Eight endemic kōkako birds have been released back into the native forests of East Taranaki following successful pest control efforts in the specially prepared 1000-hectare block of land.

The birds were translocated to the Taranaki bush from Little Barrier Island by the Purangi Kiwi and kōkako project last month.

The East Taranaki Environment Trust has worked with the Department of Conservation and iwi, supported by corporate partner Methanex NZ, on the translocation from Hauturu/Little Barrier Island to Pouiatoa Conservation Forest.

"We're thrilled that after eight years of working and waiting, kōkako are about to be brought back to this special area. Our team is delighted after working extremely hard to get to this point, making this dream a reality," says East Taranaki Environment Trust chairwoman Karen Schumacher.

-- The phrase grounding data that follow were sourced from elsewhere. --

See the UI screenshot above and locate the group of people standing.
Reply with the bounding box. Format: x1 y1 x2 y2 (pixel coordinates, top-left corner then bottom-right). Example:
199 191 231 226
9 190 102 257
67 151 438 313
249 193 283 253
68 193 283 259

The breeding programme launched on Hauturu/Little Barrier Island has been so successful in its efforts to bring the kōkako birds back from the brink of extinction, that the island is now at capacity.

Karen says the birds were welcomed at Te Tupoko O Te Whenua Marae at Tarata and released into the bush in the Pouiatoa Conservation Forest, about 40 minutes inland from Inglewood, after a short helicopter flight.

Anaru Marshall from Ngati Maru says reintroducing the species is very exciting for iwi.
"Apart from being a great ecological project, it signals a regeneration of the land. It shows the forests are healthy and pests have been eradicated.

"We see this as part of the big picture of enhancing the land and a predator-free Aotearoa, which will benefit all New Zealanders for the future," says Anaru.

Methanex New Zealand public affairs manager Juliet Larkin says Methanex staff have been part of a force of volunteers helping with access tracks and are proud to be part of the project.

"It's important for us to be supporting this project in the Waitara River catchment area, helping enhance the ecosystem and restore this special area on our back doorstep so that the call of the kōkako can be heard again in the hills."